Edyta Roszko is a Senior Researcher at the Chr. Michelsen Institute in Bergen, Norway, where she develops a new research direction on oceans. After her PhD at the Max Planck Institute for Social Anthropology / Martin Luther University (Halle, Germany – 2011) which focused on religion and politics in Vietnam, she did ethnographic research among Chinese and Vietnamese fishing communities in the common maritime space of the South China Sea. Bridging different historical periods and countries, the question of mobility, migration and connectivity of fishers compelled her to historicize fishing communities and to work beyond the nation-state and area studies frame. Edyta’s newly awarded European Research Council (ERC) Starting Grant project TransOcean at Chr. Michelsen Institute expands her geographic field beyond Vietnam and China to include other global regions in Oceania and West and East Africa.
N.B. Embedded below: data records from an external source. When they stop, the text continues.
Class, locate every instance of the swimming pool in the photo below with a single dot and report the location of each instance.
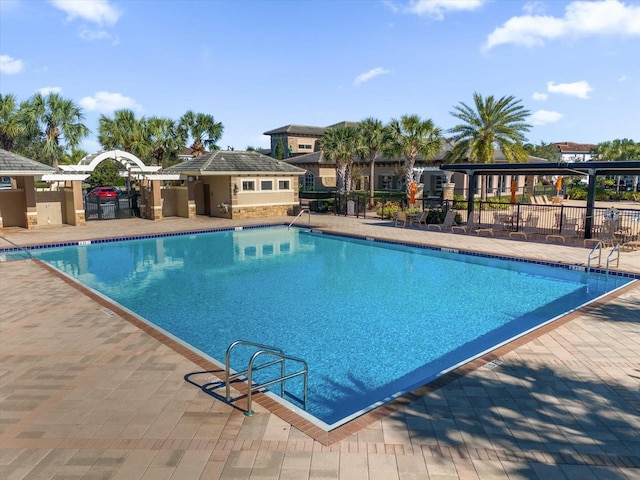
(372, 319)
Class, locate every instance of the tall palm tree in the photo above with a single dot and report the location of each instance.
(372, 137)
(340, 144)
(491, 124)
(125, 132)
(203, 130)
(12, 126)
(411, 136)
(163, 138)
(57, 122)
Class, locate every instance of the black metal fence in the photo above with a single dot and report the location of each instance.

Edyta’s scholarly articles have appeared in Cross-Currents: East Asian history and Culture Review, Nations and Nationalism and Journal of Contemporary Ethnography and other journals. Her monograph Fishers, Monks and Cadres: Navigating State and Religious Authorities along Central Vietnam’s South China Sea Coast is forthcoming with NIAS Press (Copenhagen).
Summary of project
The South China Sea and Environment: Tracing ecological and livelihoods realities in maritime borderlands
Studies on the environmental history of Southeast Asia point out that while there has been long-standing exploitation of marine resources in the region, overfishing is a very recent development. Marine ecologists offer an equally alarming picture by connecting various contemporary state development projects with ongoing damage to the marine ecosystem, including mangroves, sea grass beds and coral reefs that provide breeding grounds for many marine species. Maritime disputes, the development of refrigeration, freezing and transportation technologies might encourage coastal inhabitants to use more intensive and often destructive methods of extracting marine and coastal resources for commercial purposes. Economists therefore propose a broader economic valuation of natural assets and payment for their ecological services as a way out of the unbridgeable dilemma between destructive exploitation and conservation. However, one of the main assumptions underlying this project is that the South China Sea region cannot be fully grasped without paying attention to local communities that inevitably become involved not only in competition over marine resources and in border making but also in environmental damage. We need to better understand how coastal communities—which are dependent on maritime spaces for their livelihoods—respond to the new challenges. This anthropological research project offers in-depth analysis of this issue by unpacking and problematizing the concept of “commons” beyond the binaries between state and non-state actors, local-global, and private and public, thereby recognizing the complexity of the process and interests pursued by various actors.